Der Beschwerdeführer hat die Durchführung einer Verhandlung in der Beschwerde oder im Vorlageantrag zu beantragen. Den sonstigen Parteien ist Gelegenheit zu geben, binnen angemessener, zwei Wochen nicht übersteigender Frist einen Antrag auf Durchführung einer Verhandlung zu stellen. Ein Antrag auf Durchführung einer Verhandlung kann nur mit Zustimmung der anderen Parteien zurückgezogen werden. (§ 24 Abs. 3 VwGVG)

Maßgebend für die gegenständliche Entscheidung über das Vorliegen der Voraussetzungen für den beantragten Zusatzvermerk sind die Art, das Ausmaß und die Auswirkungen der festgestellten Funktionsbeeinträchtigungen.

Zur Klärung des Sachverhaltes wurden daher ärztliche Sachverständigengutachten eingeholt.
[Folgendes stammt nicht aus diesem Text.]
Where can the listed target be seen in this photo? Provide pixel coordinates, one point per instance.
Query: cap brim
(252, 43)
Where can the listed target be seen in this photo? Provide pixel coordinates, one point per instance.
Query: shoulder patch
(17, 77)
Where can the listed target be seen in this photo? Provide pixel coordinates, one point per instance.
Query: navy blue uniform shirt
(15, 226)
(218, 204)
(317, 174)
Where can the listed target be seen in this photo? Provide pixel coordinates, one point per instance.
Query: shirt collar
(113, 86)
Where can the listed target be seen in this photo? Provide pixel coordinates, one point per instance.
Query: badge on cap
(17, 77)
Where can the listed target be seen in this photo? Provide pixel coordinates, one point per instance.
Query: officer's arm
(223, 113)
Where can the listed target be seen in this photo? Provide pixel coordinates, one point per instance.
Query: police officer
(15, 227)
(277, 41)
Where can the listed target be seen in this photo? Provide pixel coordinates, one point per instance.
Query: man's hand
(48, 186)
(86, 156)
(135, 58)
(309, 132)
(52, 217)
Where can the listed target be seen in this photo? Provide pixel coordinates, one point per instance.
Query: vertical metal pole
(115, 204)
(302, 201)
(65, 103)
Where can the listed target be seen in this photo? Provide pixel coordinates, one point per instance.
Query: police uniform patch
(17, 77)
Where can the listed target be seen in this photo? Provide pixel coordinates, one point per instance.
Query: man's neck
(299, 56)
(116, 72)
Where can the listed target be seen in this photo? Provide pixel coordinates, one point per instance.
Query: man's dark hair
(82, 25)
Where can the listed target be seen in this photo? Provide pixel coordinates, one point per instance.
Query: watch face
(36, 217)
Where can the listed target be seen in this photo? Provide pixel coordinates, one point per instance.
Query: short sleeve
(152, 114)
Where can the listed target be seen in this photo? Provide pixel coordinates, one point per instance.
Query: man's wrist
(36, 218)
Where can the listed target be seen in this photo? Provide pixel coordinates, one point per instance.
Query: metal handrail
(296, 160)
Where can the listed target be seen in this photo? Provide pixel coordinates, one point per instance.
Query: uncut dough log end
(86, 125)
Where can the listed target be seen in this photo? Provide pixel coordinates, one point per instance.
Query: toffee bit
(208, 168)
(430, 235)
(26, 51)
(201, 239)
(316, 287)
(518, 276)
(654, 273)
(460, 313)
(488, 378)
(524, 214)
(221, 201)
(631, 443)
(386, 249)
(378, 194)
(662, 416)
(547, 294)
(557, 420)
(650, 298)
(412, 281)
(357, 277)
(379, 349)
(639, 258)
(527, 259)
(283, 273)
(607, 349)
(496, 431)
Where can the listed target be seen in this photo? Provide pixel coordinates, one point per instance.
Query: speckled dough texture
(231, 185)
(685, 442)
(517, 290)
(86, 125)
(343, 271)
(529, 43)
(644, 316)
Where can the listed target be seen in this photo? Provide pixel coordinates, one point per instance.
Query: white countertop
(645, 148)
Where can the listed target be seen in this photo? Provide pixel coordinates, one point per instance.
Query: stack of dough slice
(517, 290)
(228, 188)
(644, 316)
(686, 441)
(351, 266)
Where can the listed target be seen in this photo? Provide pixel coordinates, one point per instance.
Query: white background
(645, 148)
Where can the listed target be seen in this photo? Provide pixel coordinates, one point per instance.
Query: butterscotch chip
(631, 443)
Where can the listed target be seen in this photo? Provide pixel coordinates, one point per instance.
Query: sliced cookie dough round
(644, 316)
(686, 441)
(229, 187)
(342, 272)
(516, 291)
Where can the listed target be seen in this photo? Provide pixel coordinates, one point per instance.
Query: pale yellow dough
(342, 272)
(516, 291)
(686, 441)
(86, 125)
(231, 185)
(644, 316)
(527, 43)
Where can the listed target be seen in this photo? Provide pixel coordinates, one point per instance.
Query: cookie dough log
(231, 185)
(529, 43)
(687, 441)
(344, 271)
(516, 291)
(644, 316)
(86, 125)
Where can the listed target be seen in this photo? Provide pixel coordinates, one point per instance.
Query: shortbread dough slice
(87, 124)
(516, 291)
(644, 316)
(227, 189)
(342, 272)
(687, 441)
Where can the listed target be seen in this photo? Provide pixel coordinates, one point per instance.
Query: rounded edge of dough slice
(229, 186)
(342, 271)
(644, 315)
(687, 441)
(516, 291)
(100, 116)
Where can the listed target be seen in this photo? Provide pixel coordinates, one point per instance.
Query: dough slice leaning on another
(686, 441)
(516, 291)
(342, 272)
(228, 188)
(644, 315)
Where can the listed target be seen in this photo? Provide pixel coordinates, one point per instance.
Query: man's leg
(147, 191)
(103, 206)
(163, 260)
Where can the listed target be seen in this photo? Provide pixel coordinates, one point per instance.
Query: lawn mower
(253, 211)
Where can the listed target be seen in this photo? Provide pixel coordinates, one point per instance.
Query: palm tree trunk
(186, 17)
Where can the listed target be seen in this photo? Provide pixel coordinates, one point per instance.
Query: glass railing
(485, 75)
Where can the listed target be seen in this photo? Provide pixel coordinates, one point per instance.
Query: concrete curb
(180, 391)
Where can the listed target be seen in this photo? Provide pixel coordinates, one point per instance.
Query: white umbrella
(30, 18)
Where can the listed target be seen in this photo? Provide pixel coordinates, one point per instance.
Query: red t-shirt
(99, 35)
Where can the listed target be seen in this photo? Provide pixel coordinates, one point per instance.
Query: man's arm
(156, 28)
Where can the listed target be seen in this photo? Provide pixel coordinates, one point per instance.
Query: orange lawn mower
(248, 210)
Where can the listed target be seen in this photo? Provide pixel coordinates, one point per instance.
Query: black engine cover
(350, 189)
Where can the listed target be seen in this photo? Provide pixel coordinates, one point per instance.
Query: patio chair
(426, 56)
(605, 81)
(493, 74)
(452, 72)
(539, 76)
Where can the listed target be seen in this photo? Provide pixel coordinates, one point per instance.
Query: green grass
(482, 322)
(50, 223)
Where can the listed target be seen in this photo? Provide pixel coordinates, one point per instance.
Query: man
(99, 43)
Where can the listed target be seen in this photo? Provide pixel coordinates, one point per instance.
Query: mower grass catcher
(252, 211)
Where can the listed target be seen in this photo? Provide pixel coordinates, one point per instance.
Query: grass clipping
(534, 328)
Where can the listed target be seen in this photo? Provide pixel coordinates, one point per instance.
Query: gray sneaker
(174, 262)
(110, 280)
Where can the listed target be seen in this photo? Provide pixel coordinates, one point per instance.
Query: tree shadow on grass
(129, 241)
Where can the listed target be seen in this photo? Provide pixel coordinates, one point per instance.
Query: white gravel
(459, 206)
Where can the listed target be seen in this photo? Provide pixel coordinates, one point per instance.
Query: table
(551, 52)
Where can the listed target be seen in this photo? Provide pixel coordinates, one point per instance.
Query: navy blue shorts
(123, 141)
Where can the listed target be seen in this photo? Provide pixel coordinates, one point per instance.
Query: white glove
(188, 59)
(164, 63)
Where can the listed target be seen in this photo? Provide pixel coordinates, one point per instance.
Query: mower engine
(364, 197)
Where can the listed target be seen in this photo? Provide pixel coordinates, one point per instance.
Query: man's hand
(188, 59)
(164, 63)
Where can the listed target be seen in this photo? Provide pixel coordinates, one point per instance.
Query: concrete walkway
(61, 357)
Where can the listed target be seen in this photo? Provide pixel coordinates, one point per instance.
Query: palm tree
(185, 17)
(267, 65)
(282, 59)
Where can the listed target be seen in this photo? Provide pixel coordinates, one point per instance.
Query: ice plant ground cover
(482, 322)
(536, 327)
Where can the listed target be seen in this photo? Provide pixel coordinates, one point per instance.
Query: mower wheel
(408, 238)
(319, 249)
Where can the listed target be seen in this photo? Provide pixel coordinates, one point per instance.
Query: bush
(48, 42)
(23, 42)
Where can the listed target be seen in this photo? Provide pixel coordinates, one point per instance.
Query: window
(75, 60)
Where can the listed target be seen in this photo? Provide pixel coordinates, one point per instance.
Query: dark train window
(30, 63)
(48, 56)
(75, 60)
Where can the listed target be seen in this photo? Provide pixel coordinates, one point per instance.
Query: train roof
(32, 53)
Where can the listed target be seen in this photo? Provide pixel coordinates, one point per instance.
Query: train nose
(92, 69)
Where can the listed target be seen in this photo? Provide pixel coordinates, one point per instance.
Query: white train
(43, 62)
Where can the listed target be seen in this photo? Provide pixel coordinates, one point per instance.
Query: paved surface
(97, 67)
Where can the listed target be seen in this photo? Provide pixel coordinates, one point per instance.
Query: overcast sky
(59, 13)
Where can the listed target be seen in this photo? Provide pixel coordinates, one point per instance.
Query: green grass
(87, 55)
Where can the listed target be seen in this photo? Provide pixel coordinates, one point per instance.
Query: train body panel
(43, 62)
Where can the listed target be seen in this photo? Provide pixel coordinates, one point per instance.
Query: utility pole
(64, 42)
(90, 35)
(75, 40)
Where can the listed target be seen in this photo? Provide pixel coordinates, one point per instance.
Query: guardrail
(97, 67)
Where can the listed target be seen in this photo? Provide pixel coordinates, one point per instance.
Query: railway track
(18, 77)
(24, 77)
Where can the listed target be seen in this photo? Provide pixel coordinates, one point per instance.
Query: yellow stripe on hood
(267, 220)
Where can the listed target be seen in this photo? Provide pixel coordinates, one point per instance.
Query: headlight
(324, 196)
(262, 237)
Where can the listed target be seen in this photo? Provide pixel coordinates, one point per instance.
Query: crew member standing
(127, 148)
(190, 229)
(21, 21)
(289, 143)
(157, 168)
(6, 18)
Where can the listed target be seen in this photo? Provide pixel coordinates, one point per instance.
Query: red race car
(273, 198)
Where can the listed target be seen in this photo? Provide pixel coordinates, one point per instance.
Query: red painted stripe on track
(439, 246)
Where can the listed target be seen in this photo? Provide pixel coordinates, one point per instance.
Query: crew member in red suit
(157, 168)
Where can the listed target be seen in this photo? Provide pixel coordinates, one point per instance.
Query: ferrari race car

Wie bereits ausgeführt, wurden diese als nachvollziehbar, vollständig und schlüssig erachtet.

Sohin erscheint der Sachverhalt geklärt und konnte die Durchführung einer mündlichen Verhandlung unterbleiben.

Zu B) Unzulässigkeit der Revision:

Gemäß § 25a Abs. 1 des Verwaltungsgerichtshofgesetzes 1985 (VwGG) hat das Verwaltungsgericht im Spruch seines Erkenntnisses oder Beschlusses auszusprechen, ob die Revision gemäß Art. 133 Abs. 4 B-VG zulässig ist. Der Ausspruch ist kurz zu begründen.

Die Revision ist gemäß Art. 133 Abs. 4 B-VG nicht zulässig, weil die Entscheidung nicht von der Lösung einer Rechtsfrage abhängt, der grundsätzliche Bedeutung zukommt. Weder weicht die gegenständliche Entscheidung von der bisherigen Rechtsprechung des Verwaltungsgerichtshofes ab, noch fehlt es an einer Rechtsprechung; weiters ist die vorliegende Rechtsprechung des Verwaltungsgerichtshofes auch nicht als uneinheitlich zu beurteilen. Auch liegen keine sonstigen Hinweise auf eine grundsätzliche Bedeutung der zu lösenden Rechtsfrage vor.

Vielmehr hängt die Entscheidung von Tatsachenfragen ab. Maßgebend sind die Art des Leidens und das festgestellte Ausmaß der Funktionsbeeinträchtigungen.